At Givenchy, Meghan Markle’s wedding gown designer Clare Waight Keller took cues from 1930s gender-bending writer and adventurer Annemarie Schwarzenbach to mix crystal fringe and cargo pants, sharp pleats with fluid dresses, and sculpted shoulders with flower prints. “It seemed to make sense for right now,” she said. Whether it made sense for what was on its way to becoming a modern-day princess brand is another question.

Ackermann, on the other hand, whose star has been on the rise in Hollywood thanks to both Swinton and Timothee Chalamet wearing his clothing for recent high-profile red-carpet appearances, incorporated the theme seamlessly into his staging and collection. He showed his signature exotic tailoring to dramatic effect, with models coming onto the runway in a cloud of smoke that blurred their gender identities into a romantic haze of ‘what does it matter?’ 

The pieces in the collection could easily have been shared and worn by anyone, the connecting thread being color and fabric.

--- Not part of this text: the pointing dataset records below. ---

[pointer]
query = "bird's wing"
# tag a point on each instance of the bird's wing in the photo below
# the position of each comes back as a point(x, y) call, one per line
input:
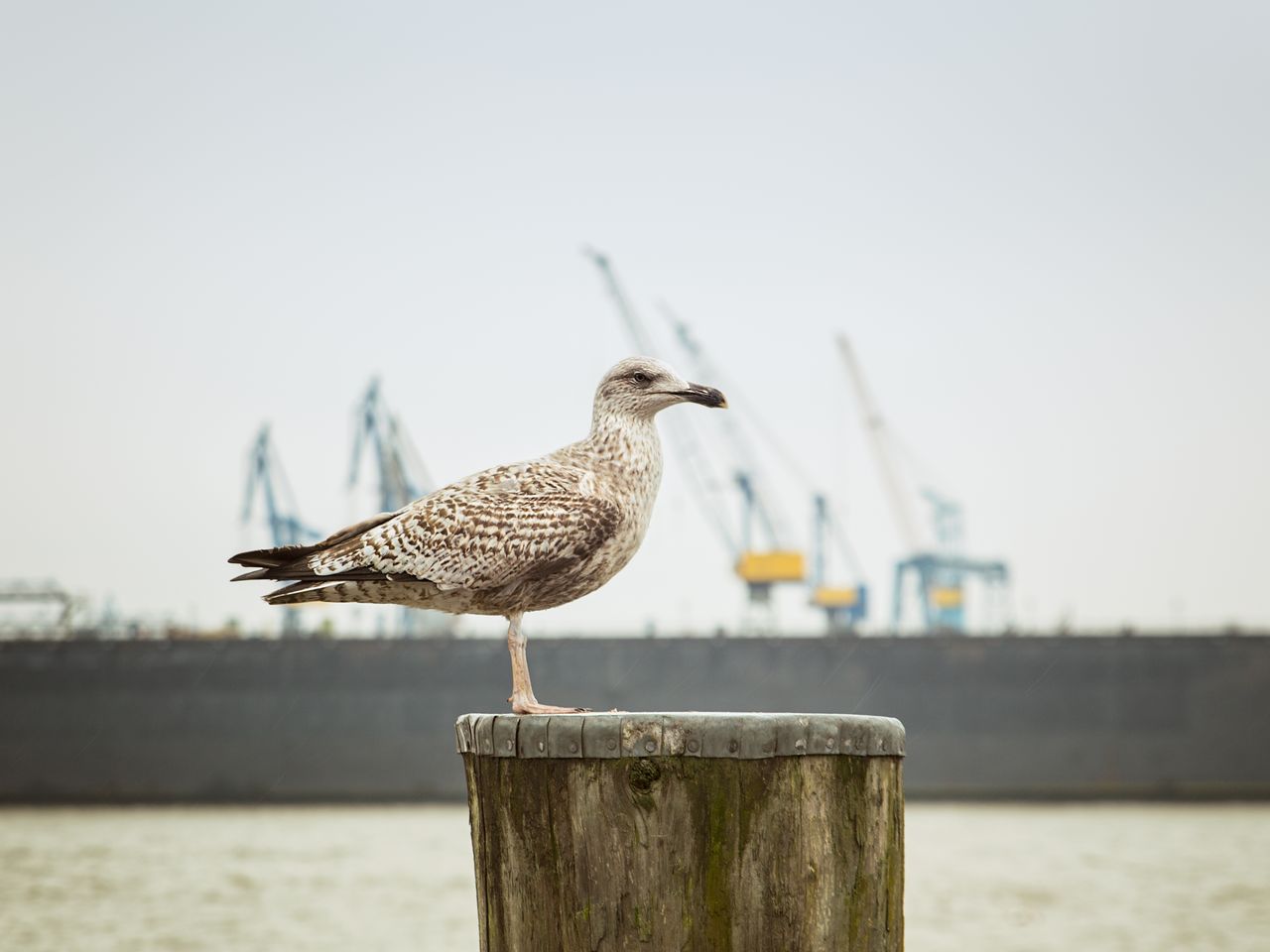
point(481, 535)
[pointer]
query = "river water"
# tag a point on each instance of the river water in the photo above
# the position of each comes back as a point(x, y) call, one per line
point(1008, 879)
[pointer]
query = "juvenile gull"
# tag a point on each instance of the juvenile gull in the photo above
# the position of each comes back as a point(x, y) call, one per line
point(511, 539)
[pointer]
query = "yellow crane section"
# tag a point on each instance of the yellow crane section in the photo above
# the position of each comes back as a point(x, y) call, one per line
point(771, 566)
point(828, 597)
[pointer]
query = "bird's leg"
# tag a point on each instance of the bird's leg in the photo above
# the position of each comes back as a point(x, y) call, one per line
point(522, 692)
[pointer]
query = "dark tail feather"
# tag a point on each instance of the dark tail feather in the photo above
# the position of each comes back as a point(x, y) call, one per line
point(275, 557)
point(286, 556)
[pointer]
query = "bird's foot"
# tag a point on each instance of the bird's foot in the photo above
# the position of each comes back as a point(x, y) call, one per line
point(530, 705)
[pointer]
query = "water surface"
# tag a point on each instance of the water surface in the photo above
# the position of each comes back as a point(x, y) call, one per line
point(1008, 879)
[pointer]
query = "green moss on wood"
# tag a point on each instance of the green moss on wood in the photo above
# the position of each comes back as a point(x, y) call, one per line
point(677, 853)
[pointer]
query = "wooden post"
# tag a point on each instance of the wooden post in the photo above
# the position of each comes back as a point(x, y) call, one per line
point(725, 832)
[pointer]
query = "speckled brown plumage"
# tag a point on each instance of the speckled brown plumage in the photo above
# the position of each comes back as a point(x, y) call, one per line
point(509, 539)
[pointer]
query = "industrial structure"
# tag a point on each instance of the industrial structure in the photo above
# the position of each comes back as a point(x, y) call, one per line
point(400, 477)
point(266, 479)
point(44, 592)
point(940, 571)
point(844, 606)
point(761, 558)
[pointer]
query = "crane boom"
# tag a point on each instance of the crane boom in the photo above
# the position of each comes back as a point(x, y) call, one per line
point(699, 476)
point(749, 476)
point(876, 429)
point(402, 474)
point(264, 472)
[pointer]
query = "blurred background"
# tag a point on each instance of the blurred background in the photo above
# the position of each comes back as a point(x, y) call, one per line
point(985, 289)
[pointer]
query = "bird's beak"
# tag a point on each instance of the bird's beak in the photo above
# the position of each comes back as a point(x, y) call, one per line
point(706, 397)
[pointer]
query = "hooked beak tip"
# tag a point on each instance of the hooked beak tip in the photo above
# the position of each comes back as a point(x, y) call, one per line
point(706, 397)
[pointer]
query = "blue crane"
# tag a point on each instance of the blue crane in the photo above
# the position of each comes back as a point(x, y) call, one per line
point(266, 479)
point(402, 477)
point(758, 567)
point(942, 569)
point(843, 606)
point(770, 560)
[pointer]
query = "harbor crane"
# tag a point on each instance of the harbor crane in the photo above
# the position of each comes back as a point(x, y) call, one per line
point(266, 479)
point(758, 565)
point(942, 570)
point(776, 561)
point(701, 479)
point(400, 471)
point(843, 606)
point(400, 479)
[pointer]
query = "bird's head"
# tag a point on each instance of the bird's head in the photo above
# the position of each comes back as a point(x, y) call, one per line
point(642, 386)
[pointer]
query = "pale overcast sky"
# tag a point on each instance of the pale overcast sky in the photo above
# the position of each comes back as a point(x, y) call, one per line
point(1046, 226)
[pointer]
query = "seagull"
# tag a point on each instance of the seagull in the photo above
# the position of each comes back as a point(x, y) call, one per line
point(511, 539)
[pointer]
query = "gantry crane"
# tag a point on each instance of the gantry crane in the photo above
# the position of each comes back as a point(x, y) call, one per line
point(775, 562)
point(758, 567)
point(843, 606)
point(402, 477)
point(267, 479)
point(940, 570)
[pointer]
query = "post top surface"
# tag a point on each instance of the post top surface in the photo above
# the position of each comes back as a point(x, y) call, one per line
point(746, 737)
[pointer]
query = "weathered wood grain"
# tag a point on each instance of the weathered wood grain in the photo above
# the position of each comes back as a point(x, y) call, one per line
point(717, 855)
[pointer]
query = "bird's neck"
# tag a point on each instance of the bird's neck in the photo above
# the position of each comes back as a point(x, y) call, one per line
point(627, 442)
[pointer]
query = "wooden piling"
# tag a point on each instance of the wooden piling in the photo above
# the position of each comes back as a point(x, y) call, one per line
point(711, 832)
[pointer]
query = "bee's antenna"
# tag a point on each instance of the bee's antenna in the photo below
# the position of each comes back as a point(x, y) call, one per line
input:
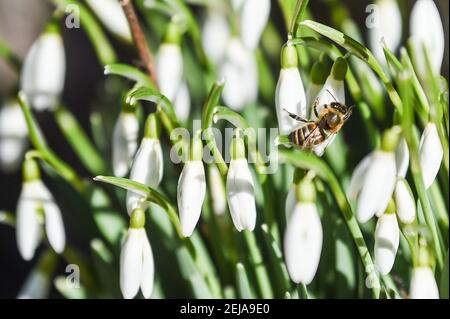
point(332, 96)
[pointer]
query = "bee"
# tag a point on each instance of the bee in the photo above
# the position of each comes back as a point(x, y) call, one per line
point(317, 135)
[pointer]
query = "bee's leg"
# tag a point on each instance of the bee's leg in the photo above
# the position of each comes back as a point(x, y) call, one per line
point(296, 117)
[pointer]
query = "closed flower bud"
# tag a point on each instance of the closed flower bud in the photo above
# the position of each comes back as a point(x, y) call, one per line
point(427, 34)
point(253, 19)
point(423, 284)
point(13, 136)
point(241, 76)
point(124, 142)
point(387, 237)
point(111, 14)
point(290, 94)
point(431, 153)
point(43, 71)
point(388, 27)
point(136, 259)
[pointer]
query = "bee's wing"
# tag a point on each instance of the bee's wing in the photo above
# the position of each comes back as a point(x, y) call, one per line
point(320, 148)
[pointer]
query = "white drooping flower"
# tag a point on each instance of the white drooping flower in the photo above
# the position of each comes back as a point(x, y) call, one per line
point(303, 236)
point(253, 19)
point(240, 188)
point(387, 27)
point(404, 201)
point(36, 207)
point(215, 34)
point(13, 136)
point(137, 269)
point(430, 154)
point(290, 93)
point(43, 71)
point(111, 14)
point(241, 76)
point(387, 239)
point(124, 142)
point(373, 180)
point(427, 33)
point(423, 284)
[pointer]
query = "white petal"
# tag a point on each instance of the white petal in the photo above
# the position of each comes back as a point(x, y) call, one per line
point(191, 194)
point(358, 177)
point(131, 259)
point(388, 28)
point(182, 103)
point(404, 201)
point(431, 153)
point(303, 243)
point(43, 71)
point(426, 31)
point(124, 142)
point(169, 67)
point(387, 236)
point(148, 268)
point(241, 195)
point(111, 14)
point(402, 158)
point(28, 230)
point(289, 96)
point(423, 284)
point(253, 19)
point(378, 186)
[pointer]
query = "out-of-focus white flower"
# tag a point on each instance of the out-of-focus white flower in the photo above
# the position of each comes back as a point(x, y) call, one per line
point(215, 34)
point(427, 33)
point(112, 16)
point(43, 71)
point(241, 76)
point(13, 136)
point(423, 284)
point(253, 19)
point(136, 259)
point(404, 201)
point(240, 188)
point(36, 207)
point(124, 143)
point(290, 94)
point(388, 27)
point(387, 238)
point(303, 235)
point(431, 153)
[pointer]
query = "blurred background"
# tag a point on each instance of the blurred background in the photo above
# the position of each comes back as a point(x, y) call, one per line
point(21, 22)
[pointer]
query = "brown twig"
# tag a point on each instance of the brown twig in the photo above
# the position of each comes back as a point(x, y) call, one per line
point(145, 54)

There was black-and-silver starburst brocade as a kimono robe worn by Lena Kebede and as a band collar jacket and matching pants on another model, for example; chartreuse pants and a mustard-yellow blazer, or a chartreuse suit with cropped trousers and double breasted jacket; fluid cream trousers and long silk robe with black piping detail (a softer version of a suit) or the same trousers with a crisp cropped cotton jacket with tile like embroidery on the sleeves. It made the point beautifully without hitting you over the head with it, and earned a standing ovation led by Ms. Swinton.

Japanese designer Junya Watanabe is also someone for whom the masculine-meets-feminine is core. His spring collection started with the familiar strains of the Queen song “Somebody to Love.” Add to that, electric-hued close-cropped wigs, studded jewelry and tattoo-patterned bodysuits, and it was clear that gender-bending rebel hearts like Freddie Mercury (soon to be played on the big screen by Rami Malek in Bohemian Rhapsody), provided some inspiration.

The beauty of Watanabe’s take though was that there was a fluidity to the clothing itself, as in you couldn’t tell what it was exactly, until the model spun around slowly revealing the many sides (read into that what you will).

The clothes were fusions of white tulle tutus and blue jeans; marine-stripe sailor shirts and bow-front lady dresses; pinafores and prom dresses, bringing to mind prevailing gender codes and how they are constructed in large part through clothing, starting at a young age.

At Comme des Garcons, designer Rei Kawakubo (who will open her newest Dover Street Market store in downtown Los Angeles in November), also meditated on gender, specifically the female experience as it relates to age, the physical body and body image.

Kawakubo designs in the abstract, with grand, sculptural gestures, and you have to try to experience her shows on a purely emotional level. The models wore gray wigs, and some of their bellies were padded to pregnant proportions, literally splitting open the waistband of tinsely black jackets trousers. Frock coats draped over lumpy, bumpy protrusions extending from the hips or buttocks brought to mind the disappointment so many women feel every day in their bodies.

Other looks suggested the times women’s bodies fail them, constricting them like beautifully knotted bow details on the fronts of jackets, or weighing them down like the chains hanging from models’ wrists. There were even headlines (on newsprint Spandex) over some models’ curves, a reminder of the political battle waging over women’s bodies that just last week reached the U.S. Senate with testimony by Christine Blasey Ford. These are indeed trying times to be a woman—and a man.